2 stock splits that should happen right now
Few things get more attention from investors than stock splits. Shareholders see them as huge positive signs for a company, and while they don’t have a fundamental impact on a company’s value, they tend to signal that management has confidence in the future prospects. of the company.
We’ve seen a lot of stock splits so far in 2022. Tech giants Amazon.co.uk (AMZN -4.76%) and Alphabet (GOOGL -5.41%) (GOOG -5.44%) chose to do aggressive 20-to-1 splits to drive their stock price down into the $100-$200 range. Several other companies, including meme favorite GameStop (GME -3.19%)also decided to jump on the bandwagon.
Yet there are still plenty of companies that probably should have considered stock splits a long time ago. Peer pressure could finally make these high-growth leaders think about changing their long-held views on the subject. Here are my picks for two stock splits that should happen sooner rather than later.
1. Chipotle Mexican Grill
Mexican restaurant chain Chipotle Mexican Grill (GCM -2.13%) is an obvious candidate to split its shares. Its business has been strong lately, recovering from a period of weakness and showing long-term resilience that should lift its shares higher for years to come.
Investors have long awaited a spin-off from Chipotle. In the mid-2010s, its stock price reached $750 per share, but the company was still not interested in doing a stock split. In the years that followed, a series of incidents involving foodborne illness damaged Chipotle’s reputation, and its growth slowed dramatically, causing its share price to drop more than 60%. compared to the previous peak at the end of 2017.
In the years that followed, however, Chipotle got back on track. Its stock nearly hit $2,000 a share last year before the bear market in growth stocks dragged it lower. But Chipotle shares are up again now and recently trading above $1,600. As such, a split would be consistent with similar moves by giants like Amazon, Alphabet and You’re here (TSLA -2.69%).
Also, from a fundamental standpoint, Chipotle looks strong. In the face of rising inflation, the restaurant chain was able to pass on its higher costs to customers in the form of price increases without sacrificing too much growth. Same-store sales in its most recent quarter topped double digits, and rising margins helped Chipotle increase its year-over-year earnings by nearly 25%. With more store openings planned, Chipotle expects to maintain its growth trajectory in the future.
2. Reserve assets
The other stock that should be subject to a stock split is Reserve credits (BKNG -4.86%). The online travel portal has weathered one of the toughest times in the history of the leisure industry, and is now taking full advantage of pent-up demand from travelers eager to get out of their homes after the first two years of the COVID- 19 pandemic.
Booking Holdings’ stock price has been consistently higher than Chipotle’s for years. The stock topped the $1,000 per share mark in 2013, and hit $2,700 per share last year in anticipation of a rebound in travel before giving back some of those gains. Even after a significant pullback, it still earns around $2,000 per share.

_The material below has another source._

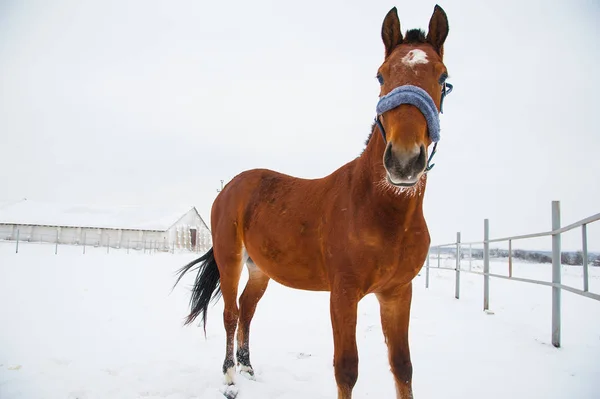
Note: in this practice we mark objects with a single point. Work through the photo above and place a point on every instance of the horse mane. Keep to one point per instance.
(369, 138)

As expected, Booking Holdings’ business returned to solid footing in 2022, even after the travel industry virtually shut down in 2020. Second-quarter revenue nearly doubled year-ago levels, bookings up 57% year over year. The company reversed a rare second-quarter 2021 loss with a huge profit, taking full advantage of the hot summer season.
Near-term trading strength will likely continue to drive Booking Holdings’ stock price higher — and that price is certainly already high enough to warrant the same kind of move Alphabet and Amazon have made.
Does it really matter?
Of course, nothing forces a company to split its shares. It has no impact on the fundamental business or its true value.
However, investors expect successful companies to do stock splits. There’s nothing about Chipotle or Booking Holdings to suggest they’ll run into any trouble down the road, so it seems increasingly likely that they’ll join their peers in making split announcements in the future. not too far.
John Mackey, CEO of Whole Foods Market, an Amazon subsidiary, is a board member of The Motley Fool. Suzanne Frey, an executive at Alphabet, is a board member of The Motley Fool. Dan Caplinger has positions in Alphabet (A shares), Alphabet (C shares), Amazon and Booking Holdings. The Motley Fool has positions and recommends Alphabet (A shares), Alphabet (C shares), Amazon, Booking Holdings, Chipotle Mexican Grill and Tesla. The Motley Fool has a disclosure policy.